Eguchi Y, Ogawa T, Ogawa H
Department of Biology, Faculty of Science, Osaka University, Japan.
J Mol Biol. 1988 Nov 5;204(1):69-77. doi: 10.1016/0022-2836(88)90600-6.
The presence of either deoxyguanylyl-(3'----5')-deoxyguanosine (d(G-G] or deoxyadenylyl-(3'----5')-deoxyguanosine (d(A-G] greatly stimulates cleavage of the phage phi 80 cI repressor mediated by the Escherichia coli RecA protein in vitro. No other deoxydinucleoside monophosphate or riboguanylyl-(3'----5')-guanosine (r(G-G] affects the cleavage reaction. Neither the cleavage site of the phi 80 cI repressor nor the requirement for single-stranded DNA and ATP for cleavage is altered by d(G-G). Photoaffinity labeling experiments with 32P-labeled 5'-phosphoryl deoxyguanylyl deoxyguanosine (pd(G-G], which also stimulates cleavage, show that pd(G-G) bound to the repressor under the conditions in which the repressor is cleaved by RecA protein. The binding increases the affinity of the repressor for RecA protein and thus greatly stimulates repressor cleavage. The cleavage reactions of LexA and lambda cI repressors by RecA protein are not affected by d(G-G).

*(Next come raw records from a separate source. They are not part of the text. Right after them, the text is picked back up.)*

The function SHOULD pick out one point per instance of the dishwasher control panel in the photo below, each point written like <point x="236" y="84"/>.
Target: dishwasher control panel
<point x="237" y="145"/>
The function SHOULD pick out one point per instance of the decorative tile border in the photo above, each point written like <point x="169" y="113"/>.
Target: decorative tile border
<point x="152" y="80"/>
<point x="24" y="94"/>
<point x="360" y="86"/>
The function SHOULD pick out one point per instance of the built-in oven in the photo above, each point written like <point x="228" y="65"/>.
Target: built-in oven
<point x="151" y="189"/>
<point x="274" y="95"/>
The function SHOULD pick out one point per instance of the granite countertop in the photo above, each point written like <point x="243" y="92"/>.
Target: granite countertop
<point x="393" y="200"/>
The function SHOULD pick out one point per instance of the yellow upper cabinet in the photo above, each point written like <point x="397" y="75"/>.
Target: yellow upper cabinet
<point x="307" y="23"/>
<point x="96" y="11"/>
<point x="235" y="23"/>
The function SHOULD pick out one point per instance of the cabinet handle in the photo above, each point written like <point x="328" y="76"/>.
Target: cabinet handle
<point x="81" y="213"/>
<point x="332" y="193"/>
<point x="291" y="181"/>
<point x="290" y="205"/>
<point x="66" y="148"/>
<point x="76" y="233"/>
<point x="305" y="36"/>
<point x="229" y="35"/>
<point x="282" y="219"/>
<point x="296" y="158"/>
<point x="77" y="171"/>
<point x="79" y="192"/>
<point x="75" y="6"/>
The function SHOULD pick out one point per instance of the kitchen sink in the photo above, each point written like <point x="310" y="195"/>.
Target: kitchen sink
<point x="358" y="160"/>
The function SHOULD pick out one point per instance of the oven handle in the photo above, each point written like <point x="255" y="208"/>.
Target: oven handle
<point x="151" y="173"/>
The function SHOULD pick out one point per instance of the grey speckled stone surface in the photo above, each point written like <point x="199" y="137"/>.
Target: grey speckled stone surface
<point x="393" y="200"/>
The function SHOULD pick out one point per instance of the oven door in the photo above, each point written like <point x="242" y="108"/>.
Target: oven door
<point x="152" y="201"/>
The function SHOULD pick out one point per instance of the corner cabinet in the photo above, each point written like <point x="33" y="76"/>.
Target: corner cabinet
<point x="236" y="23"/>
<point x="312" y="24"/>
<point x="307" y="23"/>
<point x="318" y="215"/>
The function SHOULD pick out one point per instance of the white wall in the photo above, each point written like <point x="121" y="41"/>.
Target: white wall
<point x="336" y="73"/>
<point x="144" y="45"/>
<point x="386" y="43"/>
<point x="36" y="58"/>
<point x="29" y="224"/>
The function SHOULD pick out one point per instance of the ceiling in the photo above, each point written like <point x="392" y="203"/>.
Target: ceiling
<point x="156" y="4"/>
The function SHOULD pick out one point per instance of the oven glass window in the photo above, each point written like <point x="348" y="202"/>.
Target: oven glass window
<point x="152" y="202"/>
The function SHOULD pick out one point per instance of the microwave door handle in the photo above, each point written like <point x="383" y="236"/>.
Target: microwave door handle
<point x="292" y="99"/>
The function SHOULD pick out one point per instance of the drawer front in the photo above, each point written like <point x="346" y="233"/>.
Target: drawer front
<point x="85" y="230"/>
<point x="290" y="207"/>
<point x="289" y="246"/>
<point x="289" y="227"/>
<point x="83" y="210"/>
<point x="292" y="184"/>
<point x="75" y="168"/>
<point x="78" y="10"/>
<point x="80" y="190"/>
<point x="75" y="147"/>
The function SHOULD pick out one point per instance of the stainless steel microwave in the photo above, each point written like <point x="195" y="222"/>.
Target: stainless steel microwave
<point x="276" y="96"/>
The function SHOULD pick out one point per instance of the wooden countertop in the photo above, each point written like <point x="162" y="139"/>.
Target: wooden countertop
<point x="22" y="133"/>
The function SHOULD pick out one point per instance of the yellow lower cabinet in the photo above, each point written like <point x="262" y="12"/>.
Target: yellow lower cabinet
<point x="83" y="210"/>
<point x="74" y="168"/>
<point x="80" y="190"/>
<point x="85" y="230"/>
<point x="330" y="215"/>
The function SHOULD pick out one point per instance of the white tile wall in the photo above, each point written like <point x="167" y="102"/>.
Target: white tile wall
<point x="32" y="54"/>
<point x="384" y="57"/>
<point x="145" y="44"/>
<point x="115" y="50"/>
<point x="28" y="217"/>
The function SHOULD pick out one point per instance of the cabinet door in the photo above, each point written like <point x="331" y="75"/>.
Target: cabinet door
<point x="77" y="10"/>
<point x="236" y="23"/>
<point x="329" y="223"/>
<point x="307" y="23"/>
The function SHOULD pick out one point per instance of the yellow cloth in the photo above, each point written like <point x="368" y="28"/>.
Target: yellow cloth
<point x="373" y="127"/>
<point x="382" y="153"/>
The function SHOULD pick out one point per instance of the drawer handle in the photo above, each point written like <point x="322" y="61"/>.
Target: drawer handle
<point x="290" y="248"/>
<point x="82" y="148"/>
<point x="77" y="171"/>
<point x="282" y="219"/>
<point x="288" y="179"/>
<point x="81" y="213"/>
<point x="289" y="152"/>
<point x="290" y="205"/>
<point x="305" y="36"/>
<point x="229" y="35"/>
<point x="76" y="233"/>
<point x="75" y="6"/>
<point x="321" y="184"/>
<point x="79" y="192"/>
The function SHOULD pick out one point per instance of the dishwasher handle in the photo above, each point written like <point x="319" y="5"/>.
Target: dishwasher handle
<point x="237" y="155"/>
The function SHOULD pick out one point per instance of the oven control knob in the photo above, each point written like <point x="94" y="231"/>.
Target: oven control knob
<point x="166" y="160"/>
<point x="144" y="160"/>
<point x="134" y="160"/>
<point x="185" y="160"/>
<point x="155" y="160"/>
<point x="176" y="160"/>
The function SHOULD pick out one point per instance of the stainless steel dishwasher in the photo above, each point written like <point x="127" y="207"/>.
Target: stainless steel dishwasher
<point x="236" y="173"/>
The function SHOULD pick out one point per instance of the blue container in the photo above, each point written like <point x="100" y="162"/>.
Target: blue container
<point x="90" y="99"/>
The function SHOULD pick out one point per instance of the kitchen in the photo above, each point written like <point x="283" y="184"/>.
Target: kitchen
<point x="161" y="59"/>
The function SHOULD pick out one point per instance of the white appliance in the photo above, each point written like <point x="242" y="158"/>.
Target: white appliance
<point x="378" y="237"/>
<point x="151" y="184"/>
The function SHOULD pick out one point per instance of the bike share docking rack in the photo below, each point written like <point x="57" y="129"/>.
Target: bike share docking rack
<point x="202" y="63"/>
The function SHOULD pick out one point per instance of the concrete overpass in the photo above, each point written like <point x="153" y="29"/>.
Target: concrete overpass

脱氧鸟苷酰 -(3'→5')-脱氧鸟苷(d(G-G))或脱氧腺苷酰 -(3'→5')-脱氧鸟苷(d(A-G))的存在极大地刺激了由大肠杆菌RecA蛋白在体外介导的噬菌体φ80 cI阻遏物的切割。没有其他脱氧单磷酸核苷或核糖鸟苷酰 -(3'→5')-鸟苷(r(G-G))影响切割反应。d(G-G)不会改变φ80 cI阻遏物的切割位点,也不会改变切割对单链DNA和ATP的需求。用32P标记的5'-磷酸脱氧鸟苷酰脱氧鸟苷(pd(G-G))进行的光亲和标记实验也表明,pd(G-G)在阻遏物被RecA蛋白切割的条件下与阻遏物结合。这种结合增加了阻遏物对RecA蛋白的亲和力,从而极大地刺激了阻遏物的切割。LexA和λcI阻遏物被RecA蛋白的切割反应不受d(G-G)的影响。